The following shows the compact storage format for every 64 dimensions.

1-bit

The code sequentially stores the binary value for each of the 64 dimensions.

2-bit

2-bit Storage

The code is stored in a byte array of length 16. Each row in the figure represents a byte. The 0-th byte stores the 2-bit codes of the 0-th, 16-th, 32-th and 48-th dimensions. The 1-th byte stores the 2-bit codes of the 1-th, 17-th, 33-th and 49-th dimensions, so on and so forth. This storage allows efficient unpacking with SIMD, i.e., shifting and masking with SSE.

3-bit = 2-bit + 1-bit

4-bit

4-bit Storage

The code is stored in a byte array of length 32. The 0-th byte stores the 4-bit codes of the 0-th and 16-th dimensions. The 1-th byte stores the 4-bit codes of the 1-th and 17-th dimensions, so on and so forth.
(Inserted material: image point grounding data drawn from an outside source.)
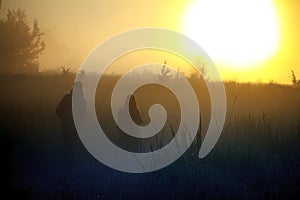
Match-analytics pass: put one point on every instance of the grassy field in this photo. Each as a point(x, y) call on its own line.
point(257, 156)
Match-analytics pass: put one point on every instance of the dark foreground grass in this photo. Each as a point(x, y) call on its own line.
point(257, 156)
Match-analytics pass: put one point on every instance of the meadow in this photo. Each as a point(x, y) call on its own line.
point(257, 156)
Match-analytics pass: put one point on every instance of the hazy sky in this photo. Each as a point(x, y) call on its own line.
point(74, 27)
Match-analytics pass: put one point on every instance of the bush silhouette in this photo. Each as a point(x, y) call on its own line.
point(20, 44)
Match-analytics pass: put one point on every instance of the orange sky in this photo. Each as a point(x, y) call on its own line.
point(73, 28)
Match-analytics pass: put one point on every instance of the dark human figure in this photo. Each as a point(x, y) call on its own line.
point(134, 110)
point(73, 148)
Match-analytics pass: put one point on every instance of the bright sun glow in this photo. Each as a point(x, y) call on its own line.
point(235, 33)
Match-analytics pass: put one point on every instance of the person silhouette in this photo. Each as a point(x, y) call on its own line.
point(73, 148)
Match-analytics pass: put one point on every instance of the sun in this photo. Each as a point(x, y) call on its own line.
point(237, 34)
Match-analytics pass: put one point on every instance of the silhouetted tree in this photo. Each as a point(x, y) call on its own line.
point(20, 44)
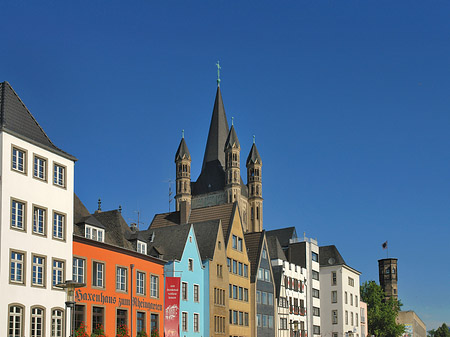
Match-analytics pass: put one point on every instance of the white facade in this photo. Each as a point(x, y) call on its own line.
point(340, 302)
point(35, 236)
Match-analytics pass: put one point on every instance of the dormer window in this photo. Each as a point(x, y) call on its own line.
point(141, 247)
point(94, 233)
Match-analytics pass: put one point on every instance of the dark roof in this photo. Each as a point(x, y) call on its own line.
point(253, 156)
point(218, 132)
point(232, 140)
point(330, 256)
point(169, 241)
point(275, 250)
point(253, 242)
point(183, 151)
point(16, 119)
point(283, 235)
point(206, 234)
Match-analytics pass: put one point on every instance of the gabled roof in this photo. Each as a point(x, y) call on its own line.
point(283, 235)
point(275, 250)
point(183, 151)
point(232, 140)
point(16, 119)
point(253, 156)
point(253, 242)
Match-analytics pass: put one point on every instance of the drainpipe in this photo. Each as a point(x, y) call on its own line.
point(131, 294)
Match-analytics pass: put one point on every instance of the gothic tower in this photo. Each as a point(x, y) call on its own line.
point(232, 167)
point(183, 181)
point(254, 183)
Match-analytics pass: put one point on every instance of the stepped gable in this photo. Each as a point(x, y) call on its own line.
point(253, 242)
point(17, 120)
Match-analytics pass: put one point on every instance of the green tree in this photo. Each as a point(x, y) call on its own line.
point(381, 313)
point(442, 331)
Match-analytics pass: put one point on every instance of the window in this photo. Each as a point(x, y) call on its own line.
point(196, 293)
point(39, 219)
point(141, 247)
point(184, 291)
point(121, 279)
point(78, 270)
point(58, 226)
point(19, 160)
point(315, 275)
point(38, 276)
point(15, 328)
point(140, 283)
point(94, 233)
point(315, 293)
point(351, 282)
point(57, 323)
point(18, 215)
point(334, 296)
point(57, 272)
point(154, 286)
point(98, 274)
point(17, 267)
point(333, 278)
point(196, 322)
point(40, 168)
point(59, 175)
point(334, 316)
point(140, 321)
point(37, 322)
point(184, 322)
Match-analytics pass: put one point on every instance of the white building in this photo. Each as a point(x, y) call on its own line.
point(36, 196)
point(340, 303)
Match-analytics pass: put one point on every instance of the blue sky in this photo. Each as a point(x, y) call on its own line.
point(349, 102)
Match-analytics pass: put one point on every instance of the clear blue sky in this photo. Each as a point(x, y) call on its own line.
point(349, 102)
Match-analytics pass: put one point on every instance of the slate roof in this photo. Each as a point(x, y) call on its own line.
point(16, 119)
point(253, 156)
point(253, 242)
point(283, 235)
point(183, 151)
point(330, 256)
point(275, 250)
This storage allows efficient unpacking with SIMD, i.e., shifting and masking with SSE.

5-bit = 4-bit + 1-bit

6-bit

6-bit Storage

The code is stored in a byte array of length 48.

The first 16 bytes store the 6-bit codes of the 0-th to the 15-th dimensions and the upper 2-bit codes of the 32-th to 47-th dimensions.
The second 16 bytes store the 6-bit codes of the 16-th to the 31-th dimensions and the upper 2-bit codes of the 48-th to 63-th dimensions.
The third 16 bytes store the lower 4-bit codes of the 32-th to 47-th dimensions and the lower 4-bit codes of the 48-th to 63-th dimensions.

This storage allows efficient unpacking with SIMD, i.e., shifting and masking with SSE.

7-bit = 6-bit + 1-bit

8-bit

The code of 8-bit is aligned with byte arrays and needs no specialized design.